Suitable Acceleration Unit of Deep Learning with Google Colab Cloud
CPU, GPU or TPU?
Always freshers getting confused among different options of available google colab processing and accelerating units.
In some situations, you might want to use GPUs or CPUs on Compute Engine instances to run your machine learning workloads. In general, you can decide what hardware is best for your workload based on the following guidelines:
CPUs
- Quick prototyping that requires maximum flexibility
- Simple models that do not take long to train
- Small models with small effective batch sizes
- Models that are dominated by custom TensorFlow operations written in C++
- Models that are limited by available I/O or the networking bandwidth of the host system
GPUs
- Models that are not written in TensorFlow or cannot be written in TensorFlow
- Models for which source does not exist or is too onerous to change
- Models with a significant number of custom TensorFlow operations that must run at least partially on CPUs
- Models with TensorFlow ops that are not available on Cloud TPU
- Medium-to-large models with larger effective batch sizes
TPUs
- Models dominated by matrix computations
- Models with no custom TensorFlow operations inside the main training loop
- Models that train for weeks or months
- Larger and very large models with very large effective batch sizes
Cloud TPUs are not suited to the following workloads:
- Linear algebra programs that require frequent branching or are dominated element-wise by algebra.
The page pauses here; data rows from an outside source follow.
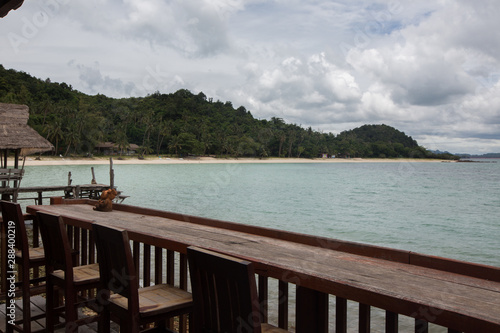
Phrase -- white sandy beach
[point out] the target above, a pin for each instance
(32, 161)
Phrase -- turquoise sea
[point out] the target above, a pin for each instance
(443, 209)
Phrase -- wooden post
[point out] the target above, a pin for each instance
(111, 174)
(312, 311)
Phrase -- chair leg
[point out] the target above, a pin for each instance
(70, 310)
(103, 324)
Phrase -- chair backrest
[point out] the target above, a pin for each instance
(116, 265)
(56, 244)
(224, 293)
(11, 211)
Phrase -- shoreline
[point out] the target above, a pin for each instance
(47, 161)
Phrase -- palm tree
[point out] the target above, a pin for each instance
(54, 133)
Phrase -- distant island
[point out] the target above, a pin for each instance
(185, 124)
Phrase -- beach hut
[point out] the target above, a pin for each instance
(16, 136)
(7, 5)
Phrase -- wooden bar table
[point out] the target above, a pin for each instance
(458, 295)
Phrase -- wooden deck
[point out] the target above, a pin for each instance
(460, 296)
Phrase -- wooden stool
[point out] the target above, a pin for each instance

TPUs are optimized to perform fast, bulky matrix multiplication, so a workload that is not dominated by matrix multiplication is unlikely to perform well on TPUs compared to other platforms.
- Workloads that access memory in a sparse manner might not be available on TPUs.
- Workloads that require high-precision arithmetic. For example, double-precision arithmetic is not suitable for TPUs.
- Neural network workloads that contain custom TensorFlow operations written in C++. Specifically, custom operations in the body of the main training loop are not suitable for TPUs.